Meskipun tidak ada blockchain yang sepenuhnya menyelesaikan trilema, inovasi yang terus berlangsung menciptakan desain jaringan yang lebih seimbang.
Tantangan Fundamental
Adopsi global teknologi blockchain menghadapi hambatan signifikan: kapasitas pemrosesan transaksi. Agar blockchain dapat mencapai adopsi arus utama, mereka harus menangani data yang jauh lebih besar dengan kecepatan yang lebih cepat, memungkinkan lebih banyak pengguna untuk berinteraksi dengan jaringan tanpa mengalami perlambatan atau biaya yang berlebihan.
Namun, arsitektur inti dari jaringan terdesentralisasi menciptakan ketegangan yang melekat - peningkatan skalabilitas sering kali mengorbankan baik desentralisasi maupun keamanan. Tantangan ini, yang dikenal sebagai trilema blockchain, merupakan salah satu hambatan teknis paling signifikan di industri. Para pengembang di seluruh ekosistem sedang menjelajahi berbagai solusi termasuk mekanisme konsensus yang inovatif, teknologi sharding, dan jaringan skala Layer 2.
Memahami Trilema Blockchain
Pada intinya, blockchain adalah buku besar digital terdistribusi di mana blok data diurutkan secara kronologis dan diamankan melalui bukti kriptografi. Implementasi teknologi ini di berbagai industri sudah mengubah sistem operasional dan transaksi di banyak sektor.
Visi fundamentalnya adalah bahwa blockchain yang terdesentralisasi dan aman dapat menciptakan sistem di mana perantara pihak ketiga tidak lagi diperlukan untuk fungsionalitas jaringan. Namun, para ahli industri secara luas setuju bahwa agar teknologi blockchain dapat mencapai adopsi yang luas, trilema harus ditangani secara efektif.
Pertama kali dipopulerkan oleh salah satu pendiri Ethereum, Vitalik Buterin, trilemma blockchain menyoroti kesulitan bagi jaringan blockchain untuk mencapai tingkat optimal di semua tiga sifat kritis secara bersamaan. Memperkuat satu sifat biasanya memerlukan kompromi di setidaknya salah satu dari yang lain.
Tiga Pilar
Desentralisasi
Jaringan blockchain secara inheren terdesentralisasi, beroperasi tanpa kontrol pusat dari individu, perusahaan, atau organisasi manapun. Jaringan ini tetap terbuka untuk semua peserta, dengan kontrol yang terdistribusi di seluruh ekosistem. Setiap peserta memiliki akses ke buku besar yang sama, dan jaringan dapat secara kolektif memverifikasi dan menolak data yang curang jika ada peserta yang mencoba memanipulasi catatan.

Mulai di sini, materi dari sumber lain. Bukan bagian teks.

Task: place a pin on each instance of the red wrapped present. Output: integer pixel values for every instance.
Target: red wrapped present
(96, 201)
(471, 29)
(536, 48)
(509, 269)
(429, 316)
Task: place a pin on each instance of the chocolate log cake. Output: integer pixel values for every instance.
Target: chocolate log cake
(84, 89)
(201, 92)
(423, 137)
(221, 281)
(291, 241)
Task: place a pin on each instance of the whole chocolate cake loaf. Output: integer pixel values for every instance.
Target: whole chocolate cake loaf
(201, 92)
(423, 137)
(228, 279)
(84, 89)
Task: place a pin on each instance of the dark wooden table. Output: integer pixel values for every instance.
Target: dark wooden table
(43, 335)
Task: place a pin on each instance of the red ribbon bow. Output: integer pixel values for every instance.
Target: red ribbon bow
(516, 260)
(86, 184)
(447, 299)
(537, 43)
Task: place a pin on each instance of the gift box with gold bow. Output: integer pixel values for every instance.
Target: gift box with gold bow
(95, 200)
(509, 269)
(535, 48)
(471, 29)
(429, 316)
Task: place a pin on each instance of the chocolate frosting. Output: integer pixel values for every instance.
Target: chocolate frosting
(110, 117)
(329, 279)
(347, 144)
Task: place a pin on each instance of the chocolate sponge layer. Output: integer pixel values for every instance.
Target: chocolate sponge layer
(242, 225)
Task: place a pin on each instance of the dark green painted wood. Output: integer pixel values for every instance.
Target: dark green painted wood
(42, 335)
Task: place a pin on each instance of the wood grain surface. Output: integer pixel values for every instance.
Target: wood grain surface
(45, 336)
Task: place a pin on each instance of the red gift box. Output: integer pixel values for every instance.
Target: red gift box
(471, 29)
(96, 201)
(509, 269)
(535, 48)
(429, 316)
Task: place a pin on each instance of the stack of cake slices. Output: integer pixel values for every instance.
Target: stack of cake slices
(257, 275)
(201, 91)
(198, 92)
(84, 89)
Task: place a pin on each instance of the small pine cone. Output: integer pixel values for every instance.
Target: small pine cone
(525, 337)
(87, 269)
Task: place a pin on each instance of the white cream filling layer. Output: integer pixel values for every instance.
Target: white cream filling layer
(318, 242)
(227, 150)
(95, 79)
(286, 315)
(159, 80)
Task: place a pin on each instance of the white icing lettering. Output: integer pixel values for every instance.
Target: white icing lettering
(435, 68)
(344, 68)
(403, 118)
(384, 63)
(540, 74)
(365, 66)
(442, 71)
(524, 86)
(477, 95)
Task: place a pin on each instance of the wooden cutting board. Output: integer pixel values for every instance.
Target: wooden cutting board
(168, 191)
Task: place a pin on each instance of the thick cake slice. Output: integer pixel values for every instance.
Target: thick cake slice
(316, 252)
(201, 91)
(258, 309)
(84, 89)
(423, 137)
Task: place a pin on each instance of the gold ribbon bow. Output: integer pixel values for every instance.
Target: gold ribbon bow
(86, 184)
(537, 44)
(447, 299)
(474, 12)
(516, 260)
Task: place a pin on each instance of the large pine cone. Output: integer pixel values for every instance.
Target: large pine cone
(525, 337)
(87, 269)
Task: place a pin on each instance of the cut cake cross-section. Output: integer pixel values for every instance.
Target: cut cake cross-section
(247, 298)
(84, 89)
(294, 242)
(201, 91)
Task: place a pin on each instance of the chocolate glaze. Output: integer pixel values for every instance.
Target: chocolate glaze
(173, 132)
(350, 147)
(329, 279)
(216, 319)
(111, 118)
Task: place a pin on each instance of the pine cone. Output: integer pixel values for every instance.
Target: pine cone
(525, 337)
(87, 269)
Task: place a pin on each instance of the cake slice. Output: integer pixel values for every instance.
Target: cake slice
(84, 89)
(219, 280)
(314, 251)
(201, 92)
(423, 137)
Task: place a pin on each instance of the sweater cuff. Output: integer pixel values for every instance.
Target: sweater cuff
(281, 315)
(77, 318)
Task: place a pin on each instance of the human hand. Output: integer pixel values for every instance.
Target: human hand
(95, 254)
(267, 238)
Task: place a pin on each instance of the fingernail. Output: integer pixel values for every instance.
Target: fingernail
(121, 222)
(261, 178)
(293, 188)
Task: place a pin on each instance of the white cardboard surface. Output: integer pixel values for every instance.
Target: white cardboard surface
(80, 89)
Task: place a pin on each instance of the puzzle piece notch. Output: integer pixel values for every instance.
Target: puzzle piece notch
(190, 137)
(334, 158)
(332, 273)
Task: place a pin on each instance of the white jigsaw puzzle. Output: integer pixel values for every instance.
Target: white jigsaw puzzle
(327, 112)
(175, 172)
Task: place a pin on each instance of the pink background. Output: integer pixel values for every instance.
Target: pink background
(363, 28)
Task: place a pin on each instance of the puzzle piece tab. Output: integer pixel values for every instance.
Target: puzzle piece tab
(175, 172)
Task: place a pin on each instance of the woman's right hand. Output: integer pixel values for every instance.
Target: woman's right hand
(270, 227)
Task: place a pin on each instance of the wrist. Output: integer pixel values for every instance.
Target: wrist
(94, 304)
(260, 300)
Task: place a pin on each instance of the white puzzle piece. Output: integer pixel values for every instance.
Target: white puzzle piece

Pertimbangkan perbedaan antara Bitcoin dan sistem perbankan tradisional. Bank berfungsi sebagai perantara tepercaya untuk transaksi dan mempertahankan catatan terpusat. Namun, blockchain Bitcoin mendistribusikan semua data di seluruh jaringan, memungkinkan verifikasi dan konfirmasi kolektif sebelum data baru ditambahkan ke buku besar. Ini menciptakan sistem yang berfungsi secara independen dari pihak ketiga.
Desentralisasi memungkinkan potensi Web3, yang berbeda dengan internet Web2 saat ini yang didominasi oleh situs dan aplikasi yang dikendalikan oleh perusahaan. Web3 memberdayakan pengguna dengan kendali atas data dan identitas digital mereka.
Namun, desentralisasi memperkenalkan trade-off tertentu. Karena banyak pengguna harus mencapai konsensus pada setiap transaksi, pemrosesan biasanya lebih lambat dibandingkan dengan sistem terpusat. Ini menjadikan skala (kapasitas untuk memproses lebih banyak transaksi per detik) sebagai tantangan kritis bagi jaringan terdesentralisasi.
Keamanan
Keamanan sangat penting untuk jaringan blockchain, karena tanpa itu, penyerang dapat mengkompromikan sistem dan mengubah riwayat transaksi. Baik sistem terpusat maupun terdesentralisasi tidak memiliki jaminan keamanan yang melekat. Sistem terpusat mendapatkan keuntungan dari kontrol yang lebih ketat dan pengambilan keputusan yang lebih cepat, tetapi menghadirkan titik kegagalan tunggal dan sangat bergantung pada kemampuan tim keamanan mereka.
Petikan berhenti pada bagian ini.